Bugzilla – Bug 3449
ERROR container.GSIServiceThread
Last modified: 2005-06-22 17:16:29
You need to log in before you can comment on or make changes to this bug.
During intense workflows, I occasionally find the following error message in my container.log (see: http://griodine.uchicago.edu/ivdgl1/400x1x7200/run0004/): 2005-06-01 13:20:12,132 ERROR container.GSIServiceThread [Thread-80,process:120] Error processing request java.io.EOFException at org.globus.gsi.gssapi.net.impl.GSIGssInputStream.readHandshakeToken(GSIGssInputStream.java:56) at org.globus.gsi.gssapi.net.impl.GSIGssSocket.readToken(GSIGssSocket.java:60) at org.globus.gsi.gssapi.net.GssSocket.authenticateServer(GssSocket.java:122) at org.globus.gsi.gssapi.net.GssSocket.startHandshake(GssSocket.java:142) at org.globus.gsi.gssapi.net.GssSocket.getOutputStream(GssSocket.java:160) at org.globus.wsrf.container.GSIServiceThread.process(GSIServiceThread.java:91) at org.globus.wsrf.container.ServiceThread.run(ServiceThread.java:300) While the workflows runs to successful completion, the above message may be an indication for some untimely delays we are seeing. I cannot tell, if the client was globusrun-ws or Condor-G, though. The Condor-G client logs are encapsulated inside GridmanagerLog.voeckler. globusrun-ws messages are unfortunately distributed over */ID*.dbg. The GT checkout is from last Friday.
should this bugs priority be escalated? If this is the reason for the occasional client delay that jens gets when running his workflow tests, then i think it should be. The background is that ~ 1 out of 10 jobs takes > 5 minutes to execute. For one of the jobs we were able to see the message delivered to the client-side (turning on log4j MessageLoggingHandler=DEBUG), but the notification did not seem to be recognized/received by the client. Thoughts?
I understand from Peter that he is experimenting with a new Axis jar Jarek is working on that might fix this issue (The jar basically fixes issues when large number of notifications are send). Both Peter and Ravi report these exceptions with large notification. Once I hear from Peter, if there are more issues I'll look into it.

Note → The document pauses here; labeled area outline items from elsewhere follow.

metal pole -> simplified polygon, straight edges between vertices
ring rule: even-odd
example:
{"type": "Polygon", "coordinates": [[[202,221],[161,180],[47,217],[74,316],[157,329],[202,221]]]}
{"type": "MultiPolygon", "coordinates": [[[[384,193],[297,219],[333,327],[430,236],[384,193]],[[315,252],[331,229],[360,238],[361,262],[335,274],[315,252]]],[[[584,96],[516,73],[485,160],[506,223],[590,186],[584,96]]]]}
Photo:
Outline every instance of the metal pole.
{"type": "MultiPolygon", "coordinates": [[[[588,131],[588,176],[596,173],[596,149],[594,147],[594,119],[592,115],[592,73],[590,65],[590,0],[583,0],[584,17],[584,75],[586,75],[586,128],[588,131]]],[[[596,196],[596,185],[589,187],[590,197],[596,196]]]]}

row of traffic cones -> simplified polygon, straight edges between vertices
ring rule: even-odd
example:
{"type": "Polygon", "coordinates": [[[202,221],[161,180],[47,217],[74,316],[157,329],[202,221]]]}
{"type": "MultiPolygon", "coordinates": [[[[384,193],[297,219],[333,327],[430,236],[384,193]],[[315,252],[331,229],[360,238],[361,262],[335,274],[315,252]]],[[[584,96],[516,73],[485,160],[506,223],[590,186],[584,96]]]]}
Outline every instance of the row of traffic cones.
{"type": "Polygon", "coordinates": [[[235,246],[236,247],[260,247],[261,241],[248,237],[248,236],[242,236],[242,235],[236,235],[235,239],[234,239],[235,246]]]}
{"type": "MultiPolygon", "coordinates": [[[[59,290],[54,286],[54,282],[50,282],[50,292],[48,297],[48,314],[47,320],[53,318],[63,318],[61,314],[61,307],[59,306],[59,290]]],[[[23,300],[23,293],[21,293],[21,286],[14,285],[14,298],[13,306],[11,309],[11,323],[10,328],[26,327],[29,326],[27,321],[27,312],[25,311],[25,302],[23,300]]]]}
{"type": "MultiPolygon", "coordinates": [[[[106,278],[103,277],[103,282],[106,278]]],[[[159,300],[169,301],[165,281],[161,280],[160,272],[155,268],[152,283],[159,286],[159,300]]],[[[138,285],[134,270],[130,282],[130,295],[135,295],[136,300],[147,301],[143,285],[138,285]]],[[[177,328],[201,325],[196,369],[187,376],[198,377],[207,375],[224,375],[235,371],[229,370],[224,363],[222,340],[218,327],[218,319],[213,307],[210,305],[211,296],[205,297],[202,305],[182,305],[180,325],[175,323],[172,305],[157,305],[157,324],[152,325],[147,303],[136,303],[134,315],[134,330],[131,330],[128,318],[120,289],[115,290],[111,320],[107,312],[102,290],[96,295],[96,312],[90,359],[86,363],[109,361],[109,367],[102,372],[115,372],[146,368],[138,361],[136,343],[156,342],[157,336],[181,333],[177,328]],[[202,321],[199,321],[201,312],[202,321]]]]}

Rachana, what are you waiting to get from me? I thought I had said on the mud that I had not seen this since the axis.jar update. Should this be reassigned to Jarek?
I understand from jarek that the jar has been committed to trunk and 4.0 brancj If the jar update fixes it, we can close the bug. Jens, can you update to latest jar and confirm this fixes the issue for you ?
Btw, we were debugging this problem with Peter. I am almost certain it is caused by a timed out exception on the other side of the connection. However, I was not able to pin point exactly why the time outs happened in the first place. This still might need to be debugged fruther.
I was given to understand that since the axis update (and hence fixes to delays in notifications) fixed this issue. I am reopening the bug, but is this something to investigate with core/notifications or security framework ?
I do not know where the problem is (if there is one really) but I don't think it's a security-specific issue. This error might be perfectly ok... just needs to be investiagated more to understand the real issue. The axis update might have just hidden the issue a bit more.